Approfondiamo alcuni elementi di The Legend of Zelda: Tears of the Kingdom, di cui ho già scritto in un articolo con elogio finale.
Artisticamente bello, però…
Non ci sarebbe bisogno di precisarlo, ma è sempre meglio farlo: Switch è una console di scarsa potenza quindi vederci girare un gioco come Tears of the Kingdom è un mezzo miracolo. Tuttavia, è inutile negare che alcuni aspetti come texture e mole poligonale facciano abbastanza cagare. Un esempio? Le montagne sono imbarazzanti. Si poteva fare di più? Probabilmente no. Alcuni non sentono il bisogno di una console più potente? OK. Dal canto mio, godrei molto nel vedere un Tears of the Kingdom su una console Nintendo che per mero impatto visivo sia in grado di rivaleggiare con le altre piattaforme. Sono d’accordo sul fatto che il gameplay sia più importante e che Nintendo abbia comunque sfornato un’opera sotto alcuni aspetti più avanti della concorrenza (come la fisica). In un certo senso, Tears of the Kingdom è la dimostrazione che contano più le idee e le capacità, che la mera potenza. Allo stesso tempo, però, anche la bruta potenza ha la sua importanza e ritengo che aggiornarsi ai tempi attuali sia cosa buona e giusta, altrimenti staremmo ancora giocando con il NES (e non me ne vogliate, ma in quel caso, forse avrei smesso di giocare da un bel po’). Bisogna andare avanti e, in questo senso, Nintendo non lo sta facendo. Il punto è: questi sfornano una roba così su Switch, ma vi immaginate cosa avrebbero potuto tirare fuori da una console più potente? Peccato.
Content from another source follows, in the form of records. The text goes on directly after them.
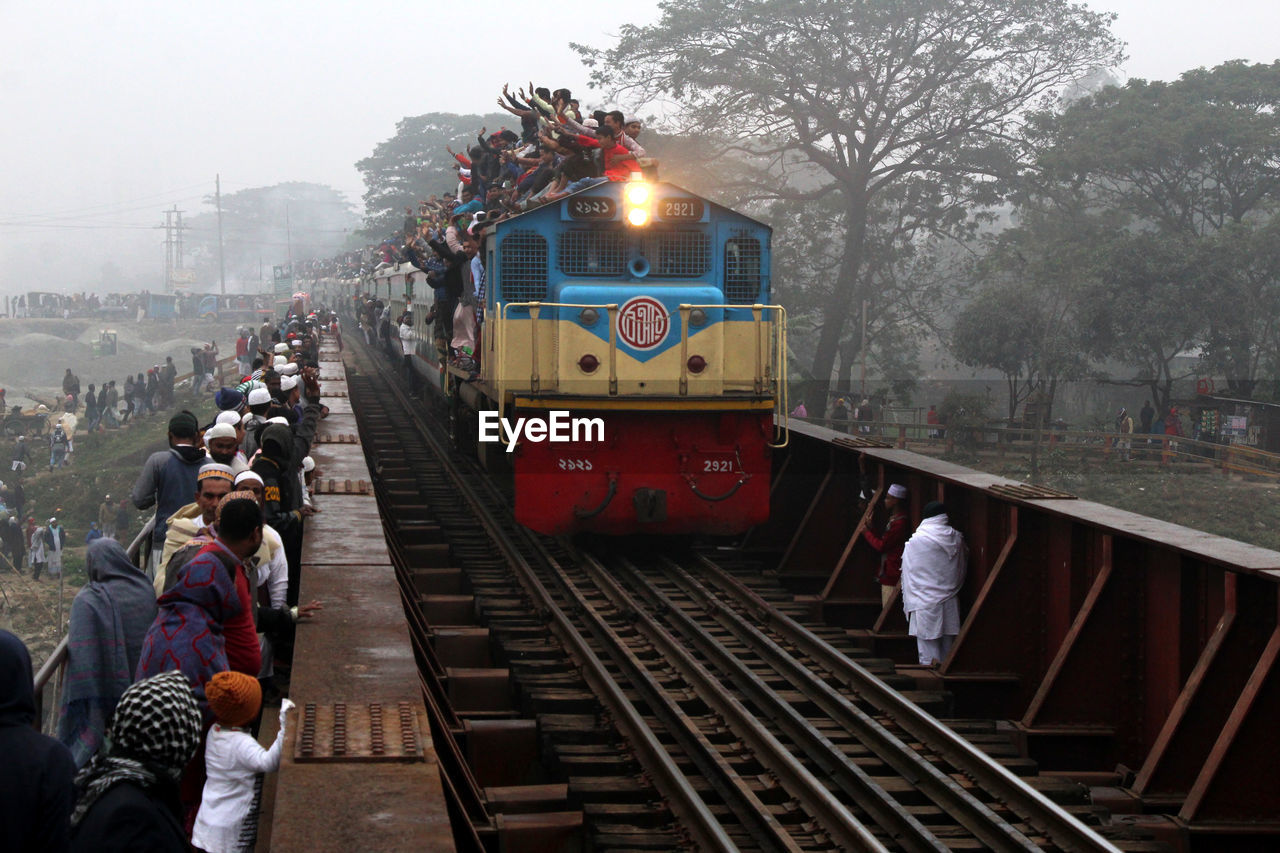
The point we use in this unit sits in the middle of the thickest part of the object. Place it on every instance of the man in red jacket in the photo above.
(890, 543)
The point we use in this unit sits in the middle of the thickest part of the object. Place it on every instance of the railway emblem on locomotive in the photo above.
(643, 323)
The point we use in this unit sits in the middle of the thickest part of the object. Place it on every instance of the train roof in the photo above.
(613, 190)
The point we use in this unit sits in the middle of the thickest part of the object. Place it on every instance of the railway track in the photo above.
(684, 707)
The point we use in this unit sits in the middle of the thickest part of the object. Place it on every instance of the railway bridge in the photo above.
(475, 687)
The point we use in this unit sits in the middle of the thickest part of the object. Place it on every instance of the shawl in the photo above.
(187, 633)
(108, 621)
(933, 564)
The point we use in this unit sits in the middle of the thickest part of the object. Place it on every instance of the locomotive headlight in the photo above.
(638, 192)
(638, 195)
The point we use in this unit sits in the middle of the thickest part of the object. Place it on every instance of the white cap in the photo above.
(220, 430)
(247, 475)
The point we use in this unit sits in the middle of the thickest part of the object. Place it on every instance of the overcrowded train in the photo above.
(632, 320)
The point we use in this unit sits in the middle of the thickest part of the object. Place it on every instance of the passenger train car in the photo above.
(640, 313)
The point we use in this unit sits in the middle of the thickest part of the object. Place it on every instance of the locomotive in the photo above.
(641, 313)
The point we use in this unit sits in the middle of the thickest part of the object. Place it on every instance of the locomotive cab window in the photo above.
(524, 267)
(741, 269)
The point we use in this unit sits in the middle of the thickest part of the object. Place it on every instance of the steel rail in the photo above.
(976, 816)
(837, 820)
(685, 802)
(1029, 804)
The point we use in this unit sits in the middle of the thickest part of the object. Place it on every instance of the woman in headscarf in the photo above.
(109, 619)
(188, 629)
(35, 770)
(127, 797)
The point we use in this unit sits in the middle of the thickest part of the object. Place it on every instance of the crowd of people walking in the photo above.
(172, 655)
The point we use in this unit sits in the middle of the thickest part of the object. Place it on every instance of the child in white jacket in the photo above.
(232, 761)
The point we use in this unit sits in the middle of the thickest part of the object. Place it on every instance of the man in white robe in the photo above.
(933, 566)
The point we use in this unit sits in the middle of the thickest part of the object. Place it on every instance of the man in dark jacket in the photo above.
(91, 410)
(71, 386)
(457, 269)
(168, 478)
(36, 793)
(279, 464)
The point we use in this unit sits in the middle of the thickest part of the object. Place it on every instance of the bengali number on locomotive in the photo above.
(592, 208)
(680, 208)
(643, 323)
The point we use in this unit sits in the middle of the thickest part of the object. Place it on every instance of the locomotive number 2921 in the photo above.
(681, 208)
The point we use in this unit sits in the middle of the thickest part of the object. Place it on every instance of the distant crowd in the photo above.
(124, 305)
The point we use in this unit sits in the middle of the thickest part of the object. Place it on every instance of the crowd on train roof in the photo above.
(558, 151)
(170, 664)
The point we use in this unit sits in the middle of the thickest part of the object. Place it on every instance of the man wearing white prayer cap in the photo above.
(190, 521)
(222, 443)
(888, 543)
(259, 402)
(933, 566)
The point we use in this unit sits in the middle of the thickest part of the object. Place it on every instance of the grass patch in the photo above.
(1192, 496)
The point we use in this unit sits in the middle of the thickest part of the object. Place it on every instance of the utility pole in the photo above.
(173, 229)
(222, 263)
(863, 381)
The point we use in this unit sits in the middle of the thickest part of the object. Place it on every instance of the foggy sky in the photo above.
(114, 112)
I dungeon… non sono dungeon
Ognuno ha la sua opinione e la sua visione di cosa è o non è The Legend of Zelda, ma gli iconici dungeon sono sempre stati uno degli elementi cardine della saga, sin dal 1986. Come scrivevo nel 2017 riguardo Breath of the Wild, è vero: la serie è in parte tornata alle origini per quel che riguarda il senso di esplorazione e scoperta del mondo, tuttavia propone anche una nuova formula che non a tutti i fan va a genio. Personalmente parlando, dato che ho iniziato con il capolavoro per Nintendo 64, sono legatissimo a tutti i capitoli 3D e molto meno a quelli 2D/portatili (che ho sempre ritenuto, per gusto personale, inferiori e, da OoT in poi, meno importanti nell’economia generale). E un Gioco come Ocarina of Time all’epoca regalava esattamente questo: libertà, scoperta, sorpresa, un mondo vivo… e dungeon fantastici! Majora’s Mask era ancora più vivo, peccava solo di quantità di dungeon, ma non in qualità; The Wind Waker non avrà i dungeon più belli della saga, ma almeno li ha e niente regalava un senso di libertà come partire a vela spiegata per il mare; Twilight Princess ha dungeon eccezionali e Skyward Sword forse gli è pure superiore. Il grande difetto di Skyward Sword era proprio quello di abbandonare la vastità e la libertà di un mondo aperto, di non lasciarci vivere quel mondo, eppure riusciva a essere lo stesso uno Zelda magnifico. Ora sembra quasi che Aonuma e compagni si “vergognino” dell’approccio più o meno lineare che aveva la serie, ma perché? Lineare non è sinonimo di brutto o scadente. Inoltre, tranne l’eccezione di Skyward Sword, in ogni Zelda io la libertà di esplorazione e il gusto della scoperta li ho sempre percepiti comunque, che fosse partire per il mare aperto o al galoppo di Epona (Skyward Sword è davvero l’unico caso che in tal senso fu davvero difficile da digerire). Zelda è SEMPRE stato amore per l’esplorazione. Breath of the Wild e Tears of the Kingdom accentuano questa sensazione, ma si “dimenticano” (probabilmente di proposito) di darci anche l’altro lato della medaglia: i dungeon, anch’essi parte dell’esplorazione e della scoperta e metà del cuore di Zelda. Purtroppo, per quanto non si possa considerare un vero e proprio difetto dei giochi, da fan della saga, è l’aspetto che mi restituisce maggior tristezza e rammarico.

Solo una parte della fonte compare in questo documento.